Cameroun – France : La crise anglophone dérape en crise diplomatique
Le ministre Paul Tasong accuse la France de ne pas tenir ses promesses de contribution au Plan présidentiel de reconstruction et de développement du Nord-Ouest et Sud –Ouest (NOSO). Christophe Guilhou, ambassadeur de France au Cameroun, les 13 et 14 juillet 2022 respectivement à Douala et Yaoundé, apporte un démenti formel aux déclarations du membre du Gouvernement camerounais. Qui croire ? Où sont passés les 40 milliards de la discorde ?

«Tout ce qui se dit dans les medias nationaux est faux, la France ne s’est pas retirée du Plan de reconstruction des régions dites anglophones. Elle a accordé une somme de 40 milliards FCFA», a lâché l’ambassadeur de France au Cameroun, Christophe Guilhou, au cours des interviews accordées à la presse à l’occasion des festivités de la fête nationale de son pays. Parlant aux médias dans l’effervescence de la célébration du 14 juillet autant à Douala qu’à Yaoundé, le diplomate français en a profité pour souligner «l’exubérance actuelle des relations entre Paris et Yaoundé». «Aucun nuage n’existe», a indiqué Christophe Guilhou. Belle occasion pour lever toute équivoque sur la contribution de la France dans les zones du Nord-Ouest et du Sud-Ouest en proie à une crise socio-politique depuis 2016.
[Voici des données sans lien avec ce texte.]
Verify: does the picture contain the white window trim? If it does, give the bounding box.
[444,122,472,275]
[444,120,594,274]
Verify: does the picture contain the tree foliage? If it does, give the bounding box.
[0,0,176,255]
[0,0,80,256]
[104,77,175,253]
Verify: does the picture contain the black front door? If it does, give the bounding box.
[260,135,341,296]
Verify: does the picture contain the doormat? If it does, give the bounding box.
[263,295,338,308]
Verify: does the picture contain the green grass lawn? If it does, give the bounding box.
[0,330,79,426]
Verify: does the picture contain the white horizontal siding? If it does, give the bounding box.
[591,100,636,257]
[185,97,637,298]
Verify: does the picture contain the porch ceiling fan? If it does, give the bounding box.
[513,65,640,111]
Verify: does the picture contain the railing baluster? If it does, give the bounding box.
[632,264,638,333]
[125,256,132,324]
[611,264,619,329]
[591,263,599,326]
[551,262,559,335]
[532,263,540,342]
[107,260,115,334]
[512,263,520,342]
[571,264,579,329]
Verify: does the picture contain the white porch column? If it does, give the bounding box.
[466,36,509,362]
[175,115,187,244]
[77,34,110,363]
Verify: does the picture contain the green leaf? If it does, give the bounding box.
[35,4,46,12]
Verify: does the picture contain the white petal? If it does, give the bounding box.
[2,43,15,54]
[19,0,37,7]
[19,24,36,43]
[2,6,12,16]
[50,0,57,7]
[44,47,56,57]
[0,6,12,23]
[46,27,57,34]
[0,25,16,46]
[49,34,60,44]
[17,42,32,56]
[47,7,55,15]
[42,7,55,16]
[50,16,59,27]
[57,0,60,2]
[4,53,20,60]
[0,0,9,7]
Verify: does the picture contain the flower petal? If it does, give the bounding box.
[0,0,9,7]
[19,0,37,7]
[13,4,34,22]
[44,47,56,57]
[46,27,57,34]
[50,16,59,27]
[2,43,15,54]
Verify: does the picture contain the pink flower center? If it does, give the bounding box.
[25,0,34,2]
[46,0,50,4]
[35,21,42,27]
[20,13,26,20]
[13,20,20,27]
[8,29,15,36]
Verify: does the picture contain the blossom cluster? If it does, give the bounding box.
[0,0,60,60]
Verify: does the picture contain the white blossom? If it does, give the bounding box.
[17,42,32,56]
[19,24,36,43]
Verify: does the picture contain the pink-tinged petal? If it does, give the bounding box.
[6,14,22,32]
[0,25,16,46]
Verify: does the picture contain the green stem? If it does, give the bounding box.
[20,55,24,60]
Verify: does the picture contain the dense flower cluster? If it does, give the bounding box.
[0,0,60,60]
L’ambassadeur de France au Cameroun confirme les propos du ministre français des Affaires étrangères et de l’Europe de l’époque, Jean Yves Le Drian, lors de sa visite de travail à Yaoundé le 24 octobre 2019. Une aide qui était alors conditionnée par la pacification. «Avant de commencer la reconstruction, il va falloir que la région soit pacifiée. Il va falloir que vous aboutissiez à un accord de paix entre les bandes armées et le gouvernement», avait affirmé Christophe Guilhou au cours d’un entretien diffusé le 19 avril 2020 sur la CRTV. Une posture d’ailleurs contestée par le ministre Paul Tasong, le coordonnateur national du Plan présidentiel. Lequel s’appuie sur le cas de l’Ukraine. Pour le membre du gouvernement, les partenaires de l’Ukraine se sont réunis pour mobiliser des financements évalués à 750 milliards de dollars pour la reconstruction du pays «alors que la guerre est toujours en cours».
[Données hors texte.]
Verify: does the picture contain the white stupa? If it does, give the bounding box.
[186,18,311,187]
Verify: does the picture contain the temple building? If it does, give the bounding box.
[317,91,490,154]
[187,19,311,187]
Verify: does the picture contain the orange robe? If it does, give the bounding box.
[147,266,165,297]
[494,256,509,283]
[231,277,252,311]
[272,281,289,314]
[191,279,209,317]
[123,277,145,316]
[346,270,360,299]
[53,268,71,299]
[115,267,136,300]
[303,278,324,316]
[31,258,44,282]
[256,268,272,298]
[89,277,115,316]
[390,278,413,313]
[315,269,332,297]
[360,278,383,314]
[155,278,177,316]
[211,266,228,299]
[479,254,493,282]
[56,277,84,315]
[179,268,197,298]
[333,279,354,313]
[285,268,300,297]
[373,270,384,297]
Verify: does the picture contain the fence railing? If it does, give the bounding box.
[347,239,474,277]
La sortie de l’ambassadeur vient en réponse à la sortie du ministre délégué au Minépat. En effet, au cours d’une sortie publique la semaine dernière à Yaoundé, le coordonnateur national du Plan présidentiel pour la construction du NOSO disait n’avoir rien reçu de la France, qui avait pourtant annoncé une enveloppe de 40 milliards de FCFA, au titre de sa contribution pour reconstruire la zone anglophone du Cameroun.
Quoi qu’il en soit, le jeu de pingpong entre les deux parties appelle à plus d’informations de part et d’autre. En effet, l’ambassade de France pourrait rendre public les virements bancaires effectués dans les caisses de l’Etat camerounais au titre de sa contribution dans la reconstruction du Noso. Le Gouvernement camerounais, quant à lui, est attendu dans un exercice de transparence dans la gouvernance des ressources de reconstruction Noso, en expliquant ce qui apparait comme des dysfonctionnements au sein Plan présidentiel pour la reconstruction du Noso.